After the NEDA board approval, Beijing will be giving the Philippine government a shortlist of three accredited contractors under a tied loan agreement.

“The Philippine government will then bid out the project under our own rules and once the winning bidder has been awarded, then the loan negotiation takes place between the Chinese government and our Department of Finance,” Dizon said.

Dizon, however, clarified that there is no direct negotiation in the process of selecting the Chinese contractor.

Sen. Nancy Binay, meanwhile, questioned the basis of competitiveness as the bidding comes first before the DOF releases the terms of reference.

“Actually, the terms of reference is based on the approvals of the NEDA board,” Dizon said, noting that the terms of the loan are not part of the terms of reference of the bid.

According to the NEDA, 56 infrastructure projects have been identified for possible ODA loans and will be turned over to the DOF.

As of the moment, the DOF has executed nine loan agreements with other countries — two from China, two from South Korea and five from Japan.

Last year, US Vice President Mike Pence warned countries to be wary of China’s loan offers to poorer countries.
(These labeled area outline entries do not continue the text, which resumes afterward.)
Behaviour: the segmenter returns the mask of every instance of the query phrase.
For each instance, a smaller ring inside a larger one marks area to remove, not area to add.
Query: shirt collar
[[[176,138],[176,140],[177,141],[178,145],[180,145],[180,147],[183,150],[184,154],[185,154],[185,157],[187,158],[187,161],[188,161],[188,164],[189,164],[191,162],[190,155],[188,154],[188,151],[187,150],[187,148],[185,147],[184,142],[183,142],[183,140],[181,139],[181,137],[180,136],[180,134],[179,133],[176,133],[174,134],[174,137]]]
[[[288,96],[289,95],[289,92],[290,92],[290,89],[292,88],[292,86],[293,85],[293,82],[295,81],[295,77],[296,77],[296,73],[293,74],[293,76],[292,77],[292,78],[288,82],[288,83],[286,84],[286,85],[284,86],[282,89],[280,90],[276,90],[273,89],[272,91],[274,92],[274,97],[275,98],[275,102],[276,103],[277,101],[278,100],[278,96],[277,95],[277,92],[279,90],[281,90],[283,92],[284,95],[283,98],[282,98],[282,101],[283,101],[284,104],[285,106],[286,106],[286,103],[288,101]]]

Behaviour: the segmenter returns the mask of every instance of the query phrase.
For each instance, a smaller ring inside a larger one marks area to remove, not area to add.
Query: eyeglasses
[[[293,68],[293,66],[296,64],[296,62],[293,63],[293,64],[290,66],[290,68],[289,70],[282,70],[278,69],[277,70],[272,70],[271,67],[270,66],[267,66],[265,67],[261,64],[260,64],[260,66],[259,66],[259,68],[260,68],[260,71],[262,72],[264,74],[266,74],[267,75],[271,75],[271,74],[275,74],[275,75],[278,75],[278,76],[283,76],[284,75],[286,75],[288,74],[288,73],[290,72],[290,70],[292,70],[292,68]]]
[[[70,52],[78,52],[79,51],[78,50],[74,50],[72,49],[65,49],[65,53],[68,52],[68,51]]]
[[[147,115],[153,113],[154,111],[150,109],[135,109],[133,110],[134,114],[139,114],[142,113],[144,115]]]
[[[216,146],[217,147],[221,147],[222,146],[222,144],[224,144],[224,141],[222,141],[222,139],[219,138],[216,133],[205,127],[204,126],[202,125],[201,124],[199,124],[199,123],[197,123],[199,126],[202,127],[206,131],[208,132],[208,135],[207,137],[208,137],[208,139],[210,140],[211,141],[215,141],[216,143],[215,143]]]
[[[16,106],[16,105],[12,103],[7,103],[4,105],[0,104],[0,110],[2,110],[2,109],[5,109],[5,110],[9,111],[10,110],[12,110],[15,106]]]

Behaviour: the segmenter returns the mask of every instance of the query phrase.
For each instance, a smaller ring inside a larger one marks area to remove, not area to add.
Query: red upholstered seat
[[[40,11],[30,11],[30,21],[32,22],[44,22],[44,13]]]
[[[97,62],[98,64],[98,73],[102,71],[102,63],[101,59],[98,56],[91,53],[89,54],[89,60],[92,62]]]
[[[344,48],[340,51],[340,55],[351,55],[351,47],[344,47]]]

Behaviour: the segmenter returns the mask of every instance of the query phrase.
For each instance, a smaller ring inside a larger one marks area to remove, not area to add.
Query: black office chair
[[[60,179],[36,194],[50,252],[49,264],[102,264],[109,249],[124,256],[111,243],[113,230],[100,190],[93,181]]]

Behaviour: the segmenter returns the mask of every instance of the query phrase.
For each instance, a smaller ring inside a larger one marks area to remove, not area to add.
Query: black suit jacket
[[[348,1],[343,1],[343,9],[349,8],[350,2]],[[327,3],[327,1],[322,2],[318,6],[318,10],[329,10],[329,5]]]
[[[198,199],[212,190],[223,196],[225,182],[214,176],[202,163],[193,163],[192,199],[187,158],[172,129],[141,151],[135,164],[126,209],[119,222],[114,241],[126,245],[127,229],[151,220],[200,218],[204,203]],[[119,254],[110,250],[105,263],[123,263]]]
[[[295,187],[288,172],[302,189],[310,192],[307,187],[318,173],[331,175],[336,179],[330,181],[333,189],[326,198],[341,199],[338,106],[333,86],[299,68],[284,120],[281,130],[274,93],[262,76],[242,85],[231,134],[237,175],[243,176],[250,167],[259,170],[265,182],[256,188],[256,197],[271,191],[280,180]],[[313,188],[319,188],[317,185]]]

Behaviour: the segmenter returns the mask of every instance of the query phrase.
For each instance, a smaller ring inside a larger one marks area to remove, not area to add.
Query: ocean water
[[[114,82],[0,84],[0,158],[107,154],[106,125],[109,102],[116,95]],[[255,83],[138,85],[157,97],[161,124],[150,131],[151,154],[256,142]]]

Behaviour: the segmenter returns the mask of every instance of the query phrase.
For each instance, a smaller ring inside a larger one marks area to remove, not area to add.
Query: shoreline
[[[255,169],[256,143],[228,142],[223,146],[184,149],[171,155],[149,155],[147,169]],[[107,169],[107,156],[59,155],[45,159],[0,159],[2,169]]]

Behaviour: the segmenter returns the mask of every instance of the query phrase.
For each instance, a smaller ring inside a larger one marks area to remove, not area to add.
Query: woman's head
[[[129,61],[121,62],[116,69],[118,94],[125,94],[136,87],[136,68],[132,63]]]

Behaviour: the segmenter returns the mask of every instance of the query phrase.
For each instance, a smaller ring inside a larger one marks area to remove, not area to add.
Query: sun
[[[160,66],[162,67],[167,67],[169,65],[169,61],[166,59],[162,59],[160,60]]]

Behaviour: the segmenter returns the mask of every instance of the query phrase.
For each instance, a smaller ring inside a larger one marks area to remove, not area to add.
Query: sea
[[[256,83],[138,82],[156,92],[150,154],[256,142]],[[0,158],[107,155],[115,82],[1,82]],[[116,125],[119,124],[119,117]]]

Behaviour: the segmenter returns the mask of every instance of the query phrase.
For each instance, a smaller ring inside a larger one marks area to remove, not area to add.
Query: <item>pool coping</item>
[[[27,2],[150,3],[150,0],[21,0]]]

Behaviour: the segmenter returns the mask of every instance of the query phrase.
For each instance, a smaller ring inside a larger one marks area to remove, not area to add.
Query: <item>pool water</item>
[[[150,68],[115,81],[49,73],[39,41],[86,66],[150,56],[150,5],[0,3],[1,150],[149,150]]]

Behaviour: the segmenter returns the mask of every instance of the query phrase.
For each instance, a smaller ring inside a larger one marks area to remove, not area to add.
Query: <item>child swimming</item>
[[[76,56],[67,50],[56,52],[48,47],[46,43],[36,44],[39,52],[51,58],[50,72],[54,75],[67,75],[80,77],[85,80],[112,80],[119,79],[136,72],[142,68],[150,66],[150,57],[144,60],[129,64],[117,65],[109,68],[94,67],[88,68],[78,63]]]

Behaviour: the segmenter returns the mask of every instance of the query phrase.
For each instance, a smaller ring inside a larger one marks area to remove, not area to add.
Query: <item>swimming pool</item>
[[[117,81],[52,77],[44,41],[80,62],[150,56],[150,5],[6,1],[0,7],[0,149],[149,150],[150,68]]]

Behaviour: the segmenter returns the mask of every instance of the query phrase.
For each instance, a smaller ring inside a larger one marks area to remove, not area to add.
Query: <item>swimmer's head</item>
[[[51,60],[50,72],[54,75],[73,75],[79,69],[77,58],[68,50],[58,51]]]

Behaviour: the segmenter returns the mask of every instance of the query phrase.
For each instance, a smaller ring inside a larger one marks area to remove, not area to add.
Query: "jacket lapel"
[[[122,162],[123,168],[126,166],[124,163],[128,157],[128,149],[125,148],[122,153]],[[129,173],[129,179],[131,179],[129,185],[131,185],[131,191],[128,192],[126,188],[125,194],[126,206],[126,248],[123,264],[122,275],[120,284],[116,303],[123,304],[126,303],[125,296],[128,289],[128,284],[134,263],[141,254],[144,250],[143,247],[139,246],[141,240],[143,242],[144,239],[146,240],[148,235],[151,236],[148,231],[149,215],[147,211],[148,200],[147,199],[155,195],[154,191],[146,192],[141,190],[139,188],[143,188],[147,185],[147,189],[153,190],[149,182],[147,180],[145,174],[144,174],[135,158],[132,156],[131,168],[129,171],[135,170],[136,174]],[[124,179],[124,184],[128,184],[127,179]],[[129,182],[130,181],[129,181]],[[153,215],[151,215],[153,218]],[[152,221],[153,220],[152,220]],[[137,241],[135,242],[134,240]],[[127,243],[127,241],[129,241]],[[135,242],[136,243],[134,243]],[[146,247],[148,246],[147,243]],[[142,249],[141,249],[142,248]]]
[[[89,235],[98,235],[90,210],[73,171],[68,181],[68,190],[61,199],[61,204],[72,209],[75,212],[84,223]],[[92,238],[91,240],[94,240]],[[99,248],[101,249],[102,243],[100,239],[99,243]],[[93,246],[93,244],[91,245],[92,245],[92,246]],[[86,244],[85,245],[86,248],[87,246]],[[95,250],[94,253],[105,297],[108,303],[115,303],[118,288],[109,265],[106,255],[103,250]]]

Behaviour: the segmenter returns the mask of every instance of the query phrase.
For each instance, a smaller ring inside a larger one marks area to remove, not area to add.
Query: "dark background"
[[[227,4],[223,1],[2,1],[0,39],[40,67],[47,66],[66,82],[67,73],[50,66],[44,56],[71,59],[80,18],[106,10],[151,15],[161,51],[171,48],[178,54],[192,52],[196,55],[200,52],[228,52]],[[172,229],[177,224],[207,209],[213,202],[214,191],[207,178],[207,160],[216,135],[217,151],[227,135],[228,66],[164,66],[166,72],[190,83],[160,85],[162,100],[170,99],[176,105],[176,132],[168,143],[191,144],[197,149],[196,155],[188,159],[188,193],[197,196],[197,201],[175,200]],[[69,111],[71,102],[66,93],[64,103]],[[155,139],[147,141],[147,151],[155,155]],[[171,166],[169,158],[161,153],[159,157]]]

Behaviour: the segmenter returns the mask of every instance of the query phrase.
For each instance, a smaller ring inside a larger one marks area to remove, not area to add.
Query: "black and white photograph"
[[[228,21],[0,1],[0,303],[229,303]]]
His warning came before the Philippines and China signed several agreements during Chinese President Xi Jinping’s visit to Manila.

Speaking before the 2018 Asia-Pacific Economic Cooperation CEO Summit in Papua New Guinea in November, Pence said Beijing’s terms of loans are “often opaque at best.”

“Projects they support are often unsustainable and of poor quality. And too often, they come with strings attached and lead to staggering debt,” Pence said.

Then Budget Secretary Benjamin Diokno, however, said the Philippines is “very careful” in accepting loan deals from China.

“We are careful. Number one, we choose the projects we want. Second, we would step around for the best terms,” Diokno earlier said.